As thousands of migrants arrived at the border this week ahead of the expiration of the immigration ban known as Title 42, feelings of frustration, despair and resilience unfolded on the ground. And on Friday, just hours after the restrictions ended, the wait and uncertainty continued, even as the creativity one after another.

Thousands of migrants who crossed the Rio Grande in recent days debate what to do next, while thousands of others wait in northern Mexico to decipher when and how they can cross too. I was striving.

Officials in border cities also faced uncertainty as they tried to predict how policy changes would play out.

El Paso Mayor Oscar Lieser told reporters on Friday that about 1,800 migrants entered the border city on Thursday. “We saw a lot of people coming to our area last week,” he said. But since Title 42 was lifted overnight, “we haven’t had big numbers,” he said.

Shelter operators reported that it was too early to tell what would happen in the next few days as most of those who crossed were still being processed by the US government. But they, too, predicted that the largest surge in railroad crossings may have passed.

“The number of people pulled from the banks of the river across the wall yesterday was significant, but not as many as anyone expected,” said the director of the Annunciation House, which helps migrants. said Ruben Garcia of El Paso area. “We’ll have to see what happens in the next few days. There are many variables,” he said.

But while that number didn’t soar on Friday, officials said the number of crosses hit a historic high in the days leading up to Title 42’s end. More than 11,000 people crossed the southern border illegally on one day last week, pushing border patrol-run detention centers to capacity, according to internal agency data obtained by The New York Times. About 7,000 people have crossed it on a typical day for the past two years. Officials believe the figure of more than 8,000 is a sharp increase.

A person familiar with the situation said fewer than 10,000 people were detained while crossing the border on Thursday, suggesting the biggest increase may have occurred before Title 42 was lifted. I have, but I don’t know yet. The Biden administration has said it expects up to 14,000 border crossers per day soon after the executive order expires.

Outside a shelter in McAllen, Texas, Ligia Garcia ponders her family’s next steps. Although she was overjoyed to finally cross the Rio Grande, she found herself in the same situation as thousands of other immigrants living along the Mexican border, without her family or money in the United States. The kindness of strangers.

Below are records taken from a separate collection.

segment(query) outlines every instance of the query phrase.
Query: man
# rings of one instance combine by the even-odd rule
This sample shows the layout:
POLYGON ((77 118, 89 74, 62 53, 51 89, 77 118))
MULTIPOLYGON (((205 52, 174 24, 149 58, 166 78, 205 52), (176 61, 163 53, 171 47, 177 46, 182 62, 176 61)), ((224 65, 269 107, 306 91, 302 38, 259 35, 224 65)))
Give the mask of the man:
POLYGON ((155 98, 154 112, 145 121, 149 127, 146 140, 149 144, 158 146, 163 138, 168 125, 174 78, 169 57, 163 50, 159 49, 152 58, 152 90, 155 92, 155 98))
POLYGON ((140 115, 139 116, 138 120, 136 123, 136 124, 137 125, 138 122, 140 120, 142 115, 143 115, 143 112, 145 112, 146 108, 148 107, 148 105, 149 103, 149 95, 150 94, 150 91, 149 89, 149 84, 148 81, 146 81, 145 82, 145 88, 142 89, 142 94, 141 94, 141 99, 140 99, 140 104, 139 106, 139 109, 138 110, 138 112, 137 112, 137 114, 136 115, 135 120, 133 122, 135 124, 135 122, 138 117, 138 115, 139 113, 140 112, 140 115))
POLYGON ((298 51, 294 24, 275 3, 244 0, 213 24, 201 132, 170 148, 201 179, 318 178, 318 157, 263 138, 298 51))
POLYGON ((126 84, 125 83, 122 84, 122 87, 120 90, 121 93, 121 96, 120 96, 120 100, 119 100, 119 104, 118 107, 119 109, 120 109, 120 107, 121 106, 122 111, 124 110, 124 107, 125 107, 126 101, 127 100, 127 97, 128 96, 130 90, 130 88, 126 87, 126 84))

“Right now I’m going to ask for help. I have no money, no options,” said Garcia, 31, a Venezuelan immigrant with her six-month-old son Loim, near a bulging shelter run by a Catholic charity. It’s the body,” he said. “She sacrificed a lot to get here,” she said, taking her husband and her two children through the jungles of Central America and then Mexico to Texas. She told me how she was. “But it was worth it. We are in America.”

Eileen Sullivan Contributed to the report.